I'm new to this forum and have two Audi's a 2014 A1 Sportback Black Edition and a 2016 TT SLine Roadster. I am wondering if there is anyone on this Forum who is able to re-programme my folding mirrors on both cars to operate on ignition rather than manually with the door control and, if so, at what price. I am in the Stockport Area. Help would be much appreciated.


----------



## Toshiba (Jul 8, 2004)

Mine do it by default. Did you order the folding option, if so you will have an option in the MMI to fold.?


----------



## jtray2006 (Nov 21, 2016)

Yes I bought both cars with the heated folding mirrors as an option which currently fold by manual operation via a switch on the door. I am female! what is this MMi? I have been told that I need a laptop & cable to make them fold on ignition.


----------



## Toshiba (Jul 8, 2004)

"I'm female" :lol: 
The virtual cockpit system.

https://www.audiusa.com/help/video-tuto ... orial/all/
Details are also in the manual as to which menu to goto - too wet outside to walk out and take a picture..


----------



## Matrix (Apr 11, 2016)

jtray2006 said:


> Yes I bought both cars with the heated folding mirrors as an option which currently fold by manual operation via a switch on the door. I am female! what is this MMi? I have been told that I need a laptop & cable to make them fold on ignition.

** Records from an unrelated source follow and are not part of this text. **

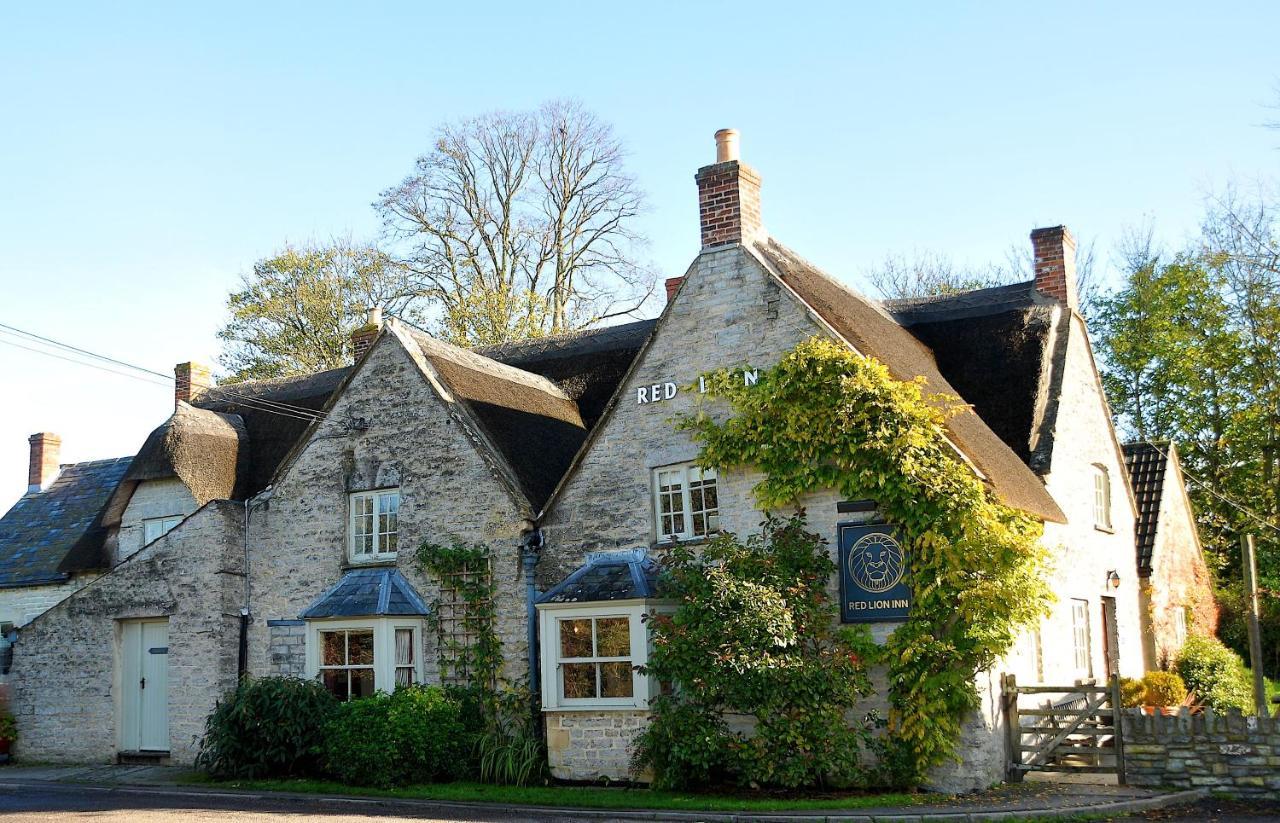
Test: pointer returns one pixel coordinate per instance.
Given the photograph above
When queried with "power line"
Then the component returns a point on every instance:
(147, 375)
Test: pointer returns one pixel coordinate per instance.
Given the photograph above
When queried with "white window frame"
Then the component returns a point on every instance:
(384, 645)
(549, 617)
(1082, 639)
(375, 498)
(164, 525)
(1101, 498)
(689, 474)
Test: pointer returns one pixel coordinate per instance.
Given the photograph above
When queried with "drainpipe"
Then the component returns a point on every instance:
(530, 548)
(257, 501)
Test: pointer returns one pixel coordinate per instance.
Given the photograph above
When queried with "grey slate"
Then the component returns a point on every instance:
(45, 529)
(608, 576)
(369, 593)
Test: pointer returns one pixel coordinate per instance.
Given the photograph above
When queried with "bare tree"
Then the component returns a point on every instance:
(519, 224)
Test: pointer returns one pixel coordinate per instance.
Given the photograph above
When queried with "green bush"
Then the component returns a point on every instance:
(1215, 673)
(266, 727)
(415, 735)
(1164, 689)
(1133, 691)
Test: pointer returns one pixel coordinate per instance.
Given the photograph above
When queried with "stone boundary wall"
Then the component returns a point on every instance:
(1226, 753)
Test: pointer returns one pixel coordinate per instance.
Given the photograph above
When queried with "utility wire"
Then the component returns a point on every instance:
(147, 375)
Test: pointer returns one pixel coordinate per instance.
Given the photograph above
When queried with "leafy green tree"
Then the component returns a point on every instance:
(296, 311)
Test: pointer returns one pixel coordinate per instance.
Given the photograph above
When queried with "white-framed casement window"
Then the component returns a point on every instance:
(155, 527)
(374, 526)
(1101, 497)
(590, 653)
(355, 658)
(1080, 639)
(686, 503)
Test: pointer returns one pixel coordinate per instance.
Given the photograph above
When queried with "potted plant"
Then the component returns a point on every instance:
(8, 732)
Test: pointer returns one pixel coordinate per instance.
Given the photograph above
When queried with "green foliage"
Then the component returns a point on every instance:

They should unfold with ignition and fold on locking.


----------



## Toshiba (Jul 8, 2004)

Only IF you have the setting enabled in the menu. 
You have a choice as to the behaviour..


----------



## moro anis (May 27, 2010)

Jtray,

Welcome to the forum. I appreciate it may be difficult but as others have posted it depends if you have this option on your car then you can tick a box in a menu and Bob's your person of non specific gender.

I would suggest you look in the owners manual, find the relevant mirror option/menu then see if you have that feature available in your car.

Good luck


----------



## Toshiba (Jul 8, 2004)

Vehicle setting --> Central Locking --> Folding Mirrors.


----------



## Edinburra (Aug 19, 2016)

Try this simple solution *"Menu"* scroll to *"Car"* press left control button find *"Vehicle settings" "Fold Mirrors"* tick box. Leave car press lock on key fob stand back and watch the mirrors strut their stuff. Press unlock start car up engage gear watch the mirrors wave at you as you drive off. This assumes that you have the option of folding mirrors.


----------



## jtray2006 (Nov 21, 2016)

Thanks everyone for their very helpful posts. I've just programmed the mirrors on the TT through the MMI as instructed and yes the mirrors now wave at me when I lock/unlock the doors

The A1 is a different matter as it does not have MMi. This is obviously where I need the equipment to re-programme. Looks like I'll have to pay through the nose at Audi.

Thanks again everyone, It really is appreciated.


----------